Mass matrix error with degree of freedom and scale parameters of Student T distribution

I have been working using the following codes to acquire the Bayesian Fusion of StudentT distribution.

Fusion code:

def S2_0_Bayesian_Interface(data):
########################################################################################################################
    with pm.Model() as model_0:
            # Prior Distributions for unknown model parameters:
            nu_0 = pm.HalfNormal('nu_0', sd=1)
            sigma_0 = pm.HalfNormal('sigma_0', sd=5)
            mu_0 = pm.Normal('mu_0', mu=0, sd=5)

            # Observed data is from a Likelihood distributions (Likelihood (sampling distribution) of observations):
            observed_data_0 = StudentT('observed_data_0', mu=mu_0, sigma=sigma_0, observed=data)

            # Printing the result of log_likelihood:
            # print('log_likelihood result:', model_0)

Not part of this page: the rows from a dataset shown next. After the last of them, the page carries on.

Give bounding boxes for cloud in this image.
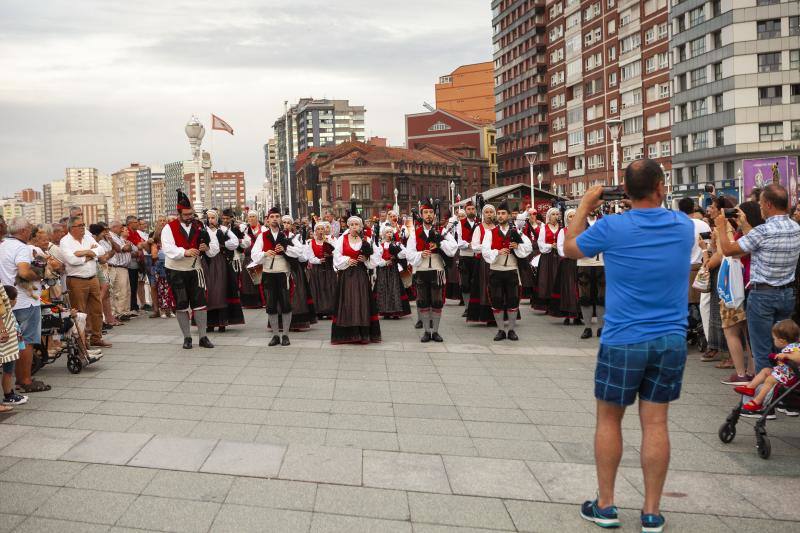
[0,0,491,200]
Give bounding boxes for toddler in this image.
[733,320,800,413]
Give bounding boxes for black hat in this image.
[175,189,192,212]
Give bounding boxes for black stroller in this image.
[31,301,90,374]
[719,360,800,459]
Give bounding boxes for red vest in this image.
[540,224,558,244]
[492,226,511,250]
[459,218,480,242]
[342,235,361,259]
[167,218,202,250]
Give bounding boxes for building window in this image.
[758,122,783,142]
[758,85,783,105]
[692,131,708,150]
[756,19,781,39]
[758,52,781,72]
[714,128,725,146]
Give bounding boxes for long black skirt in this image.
[467,257,497,326]
[375,264,411,318]
[331,265,381,344]
[203,254,244,328]
[239,254,265,309]
[552,257,581,318]
[306,258,336,317]
[533,250,561,311]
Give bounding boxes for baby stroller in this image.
[31,300,91,374]
[718,361,800,459]
[686,304,708,353]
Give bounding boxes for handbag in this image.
[692,267,711,292]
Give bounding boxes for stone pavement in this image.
[0,305,800,533]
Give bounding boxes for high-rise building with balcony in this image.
[546,0,672,196]
[670,0,800,201]
[492,0,552,185]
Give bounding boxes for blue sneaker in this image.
[642,513,666,533]
[581,500,620,528]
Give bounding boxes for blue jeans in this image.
[747,287,794,372]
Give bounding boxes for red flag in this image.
[211,113,233,135]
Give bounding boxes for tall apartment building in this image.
[492,0,552,185]
[670,0,800,198]
[547,0,671,196]
[435,61,494,122]
[272,98,366,214]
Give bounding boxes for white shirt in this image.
[0,237,39,311]
[690,218,711,265]
[60,231,104,279]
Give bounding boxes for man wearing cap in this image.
[161,189,219,350]
[250,207,302,346]
[481,202,533,341]
[406,201,458,342]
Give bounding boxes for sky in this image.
[0,0,492,198]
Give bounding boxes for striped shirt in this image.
[736,215,800,287]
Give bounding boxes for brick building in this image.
[546,0,671,196]
[295,141,489,216]
[406,109,497,187]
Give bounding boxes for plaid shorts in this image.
[594,333,686,405]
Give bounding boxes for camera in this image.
[600,187,628,200]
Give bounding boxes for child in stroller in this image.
[734,320,800,413]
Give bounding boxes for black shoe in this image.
[199,337,214,348]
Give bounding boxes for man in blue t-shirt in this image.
[564,159,695,532]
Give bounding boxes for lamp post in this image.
[736,168,744,204]
[606,118,622,187]
[525,152,542,209]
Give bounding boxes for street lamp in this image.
[606,118,622,187]
[525,152,542,209]
[736,168,744,203]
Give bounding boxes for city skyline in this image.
[0,0,491,196]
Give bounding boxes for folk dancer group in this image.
[160,191,602,349]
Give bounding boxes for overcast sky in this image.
[0,0,491,198]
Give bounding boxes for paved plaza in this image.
[0,305,800,533]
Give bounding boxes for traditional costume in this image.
[306,222,336,318]
[203,211,244,332]
[533,207,561,311]
[481,202,533,341]
[331,216,381,344]
[161,189,219,350]
[239,217,267,309]
[248,207,303,346]
[375,227,411,319]
[406,202,458,342]
[552,209,583,325]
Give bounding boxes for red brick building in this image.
[295,141,489,216]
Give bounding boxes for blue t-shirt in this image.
[577,208,694,346]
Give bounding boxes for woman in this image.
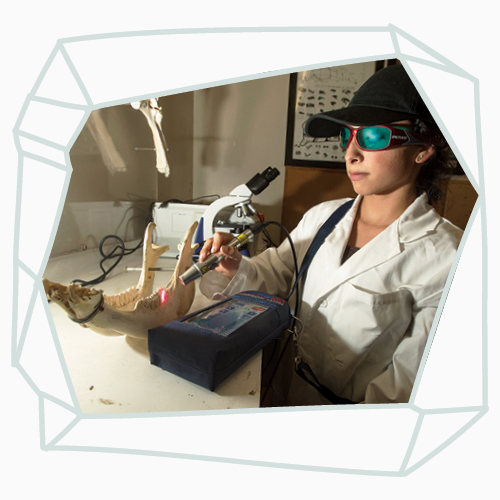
[200,65,462,406]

            # draw 5000 posterior samples
            trace_0 = pm.sample(draws=1000, tune=1000, chains=3, cores=1, progressbar=True)
    
            # Obtaining Posterior Predictive Sampling:
            post_pred_0 = pm.sample_posterior_predictive(trace_0, samples=1000)
            print(post_pred_0['observed_data_0'].shape)
            print('\nSummary: ')
            print(pm.stats.summary(data=trace_0))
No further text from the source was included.